Na avaliação de Zeina Latif, economista-chefe da XP Investimentos, é preciso calma para avaliar as consequências do levante dos caminhoneiros para a economia. “Estamos num momento muito emocional, difícil. Todos estão no escuro”, afirma. Segundo ela, os analistas reduziram bastante as projeções de crescimento do PIB deste ano, mas não só por causa da greve dos caminhoneiros. A economia já vinha se desacelerando.

“Como separar o que é parada transitória da atividade, o que é adiamento de consumo, daquilo que é severo, que é destruição de riqueza?”, indaga Zeina. Ela lembra que, em maio de 2017, quando foram reveladas as delações dos irmãos Joesley e Wesley Batista, do grupo JBS, muita gente disse que a confiança no país se dissiparia, que os investimentos produtivos minguariam e que o Brasil não cresceria mais que 0,5%. O resultado final, porém, foi o dobro — avanço de 1%. “Sei que são crises diferentes, a da JBS e a do levante dos caminhoneiros. Mas, ainda é cedo para conclusões”, assinala.

Para compensar os estragos provocados pela paralisação dos transportadores de cargas, há, na opinião de Zeina, “um caminhão de efeitos da política monetária”. Ela quer dizer que boa parte do impacto da queda dos juros promovida pelo Banco Central ainda não chegou à economia. Não se pode esquecer que os bancos estão resistentes em repassar esses cortes aos consumidores e as empresas. Mas, cedo ou tarde, o crédito ficará mais barato, impulsionando o consumo e a produção.

A economista reconhece, contudo, que o horizonte está turvado, sobretudo por causa das eleições presidenciais de outubro. “Isso, sim, pode adiar alguns projetos de investimentos”, avisa. Nenhum dos pré-candidatos que lideram as pesquisas de intenção de votos tem mostrado compromissos com reformas como a da Previdência Social, fundamentais para o ajuste das contas públicas. É importante ressaltar que o vencedor das urnas assumirá com uma projeção de deficit de R$ 139 bilhões.

Cartilha do bom-senso

Para Roberto Padovani, economista-chefe do Banco Votorantim, o Brasil tem a seu favor, para superar o terremoto provocado pela greve dos caminhoneiros, o crescimento mundial, em especial o da China, grande compradora de produtos primários (commodities), como grãos e minérios. A demanda chinesa está sustentando a América Latina, com exceção de Argentina e Venezuela. O Brasil acaba se favorecendo desse movimento, que eleva os preços dos produtos exportados.
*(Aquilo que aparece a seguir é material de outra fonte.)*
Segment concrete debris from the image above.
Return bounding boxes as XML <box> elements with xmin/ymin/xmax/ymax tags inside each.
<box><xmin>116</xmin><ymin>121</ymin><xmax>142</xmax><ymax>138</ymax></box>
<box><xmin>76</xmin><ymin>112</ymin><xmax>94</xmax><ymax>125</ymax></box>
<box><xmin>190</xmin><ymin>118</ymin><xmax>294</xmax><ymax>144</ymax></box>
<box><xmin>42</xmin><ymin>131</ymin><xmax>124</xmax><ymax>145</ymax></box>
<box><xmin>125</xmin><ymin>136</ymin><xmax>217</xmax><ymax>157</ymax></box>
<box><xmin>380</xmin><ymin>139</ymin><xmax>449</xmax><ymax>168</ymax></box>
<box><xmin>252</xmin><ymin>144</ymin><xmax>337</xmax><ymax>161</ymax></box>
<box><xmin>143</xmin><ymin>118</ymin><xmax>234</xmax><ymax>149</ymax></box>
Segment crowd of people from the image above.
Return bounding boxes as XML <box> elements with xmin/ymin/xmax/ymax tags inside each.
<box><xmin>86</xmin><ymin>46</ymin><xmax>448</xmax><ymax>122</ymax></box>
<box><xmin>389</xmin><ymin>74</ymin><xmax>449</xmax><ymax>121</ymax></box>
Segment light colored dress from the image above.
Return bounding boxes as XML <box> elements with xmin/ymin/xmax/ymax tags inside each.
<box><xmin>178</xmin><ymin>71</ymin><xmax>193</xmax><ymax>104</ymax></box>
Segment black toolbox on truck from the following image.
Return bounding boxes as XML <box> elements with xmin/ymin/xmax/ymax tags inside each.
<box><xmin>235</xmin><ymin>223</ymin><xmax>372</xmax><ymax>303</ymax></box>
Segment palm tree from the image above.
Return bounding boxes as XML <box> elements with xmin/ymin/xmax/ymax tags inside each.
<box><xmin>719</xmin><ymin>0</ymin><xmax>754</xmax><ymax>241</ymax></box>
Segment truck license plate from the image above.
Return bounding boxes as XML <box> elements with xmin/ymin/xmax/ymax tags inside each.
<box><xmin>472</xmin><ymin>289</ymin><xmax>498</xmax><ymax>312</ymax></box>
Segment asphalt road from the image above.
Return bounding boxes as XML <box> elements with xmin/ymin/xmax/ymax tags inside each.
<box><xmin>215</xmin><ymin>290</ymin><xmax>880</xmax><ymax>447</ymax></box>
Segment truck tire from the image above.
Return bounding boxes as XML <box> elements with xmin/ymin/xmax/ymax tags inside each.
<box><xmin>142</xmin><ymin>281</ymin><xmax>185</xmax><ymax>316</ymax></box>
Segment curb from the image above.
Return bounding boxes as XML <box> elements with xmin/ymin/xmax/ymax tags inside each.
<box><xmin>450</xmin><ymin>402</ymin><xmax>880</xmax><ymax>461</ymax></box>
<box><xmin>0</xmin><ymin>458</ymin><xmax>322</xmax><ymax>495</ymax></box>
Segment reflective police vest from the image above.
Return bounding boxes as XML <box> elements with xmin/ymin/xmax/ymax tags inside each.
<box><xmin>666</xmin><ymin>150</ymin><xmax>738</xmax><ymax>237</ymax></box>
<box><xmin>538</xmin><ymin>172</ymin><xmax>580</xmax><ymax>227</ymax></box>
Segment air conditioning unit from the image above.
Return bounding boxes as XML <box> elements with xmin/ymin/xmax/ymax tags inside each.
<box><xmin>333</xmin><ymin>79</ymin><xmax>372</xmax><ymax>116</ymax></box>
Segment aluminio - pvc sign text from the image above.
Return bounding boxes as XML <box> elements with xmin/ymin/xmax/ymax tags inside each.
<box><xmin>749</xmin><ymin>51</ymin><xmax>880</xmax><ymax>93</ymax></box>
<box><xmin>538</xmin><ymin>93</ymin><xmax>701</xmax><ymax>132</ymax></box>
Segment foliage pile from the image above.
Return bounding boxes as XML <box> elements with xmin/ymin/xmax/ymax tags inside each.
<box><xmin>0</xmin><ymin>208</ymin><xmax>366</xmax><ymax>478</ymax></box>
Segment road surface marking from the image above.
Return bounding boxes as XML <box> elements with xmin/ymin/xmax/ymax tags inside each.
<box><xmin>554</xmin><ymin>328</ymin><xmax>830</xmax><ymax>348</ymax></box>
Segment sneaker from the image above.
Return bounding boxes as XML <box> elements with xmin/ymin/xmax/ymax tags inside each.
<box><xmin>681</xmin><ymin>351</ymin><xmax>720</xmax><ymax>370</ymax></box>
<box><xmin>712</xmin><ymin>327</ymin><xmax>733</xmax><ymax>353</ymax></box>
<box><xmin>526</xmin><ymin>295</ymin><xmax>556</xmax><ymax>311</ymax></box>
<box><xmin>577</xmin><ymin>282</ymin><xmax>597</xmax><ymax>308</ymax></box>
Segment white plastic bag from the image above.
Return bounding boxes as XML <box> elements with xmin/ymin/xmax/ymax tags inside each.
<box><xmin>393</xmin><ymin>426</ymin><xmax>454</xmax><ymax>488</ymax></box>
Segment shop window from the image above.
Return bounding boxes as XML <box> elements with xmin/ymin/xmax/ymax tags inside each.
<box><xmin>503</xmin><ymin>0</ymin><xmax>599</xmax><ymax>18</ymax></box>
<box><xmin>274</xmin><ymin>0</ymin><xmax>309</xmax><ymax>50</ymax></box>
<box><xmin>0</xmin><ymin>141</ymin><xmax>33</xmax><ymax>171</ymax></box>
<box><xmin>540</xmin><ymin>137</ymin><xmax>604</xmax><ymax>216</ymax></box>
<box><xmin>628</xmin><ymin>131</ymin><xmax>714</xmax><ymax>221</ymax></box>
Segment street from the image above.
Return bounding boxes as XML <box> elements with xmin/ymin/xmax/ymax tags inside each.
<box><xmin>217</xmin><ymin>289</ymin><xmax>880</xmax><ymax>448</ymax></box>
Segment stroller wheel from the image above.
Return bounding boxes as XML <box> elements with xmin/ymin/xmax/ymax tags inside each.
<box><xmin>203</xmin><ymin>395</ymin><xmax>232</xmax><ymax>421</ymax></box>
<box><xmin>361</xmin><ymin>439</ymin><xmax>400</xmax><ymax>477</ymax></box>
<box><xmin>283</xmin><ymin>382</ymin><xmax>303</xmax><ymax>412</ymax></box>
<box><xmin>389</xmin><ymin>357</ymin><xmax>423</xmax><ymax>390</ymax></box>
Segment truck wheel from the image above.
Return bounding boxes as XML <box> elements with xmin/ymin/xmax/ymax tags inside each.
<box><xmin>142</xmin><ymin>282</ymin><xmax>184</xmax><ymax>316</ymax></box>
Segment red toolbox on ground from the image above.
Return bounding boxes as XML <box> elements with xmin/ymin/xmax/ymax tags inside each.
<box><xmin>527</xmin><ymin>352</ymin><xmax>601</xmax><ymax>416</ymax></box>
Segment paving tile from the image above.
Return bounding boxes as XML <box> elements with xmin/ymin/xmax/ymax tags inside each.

“Além dos fatores externos, há indicadores domésticos contribuindo para que a economia cresça, mesmo que lentamente”, diz Padovani. No entender dele, o consumo das famílias, que teve alta de 0,5% no primeiro trimestre, se mantém firme, mesmo passados os efeitos da liberação de recursos do FGTS. Os juros estão caindo e não há problemas de inadimplência. Também são positivos os sinais vindos da agricultura, que apontou salto de 1,4% entre janeiro e março.

Segundo o economista, “a greve dos caminhoneiros vai atrapalhar, mas a história, em si, está intacta”. Ele afirma que o PIB continuará crescendo gradualmente até alcançar, em 2020, sua plena capacidade. Isso, é claro, se o próximo presidente seguir a cartilha do bom-senso e promover os ajustes necessários no país, sem se render ao populismo. Infelizmente, pelo retrato atual dos que estão na disputa ao Palácio do Planalto, não há nenhuma segurança de que prevalecerá o compromisso com a austeridade.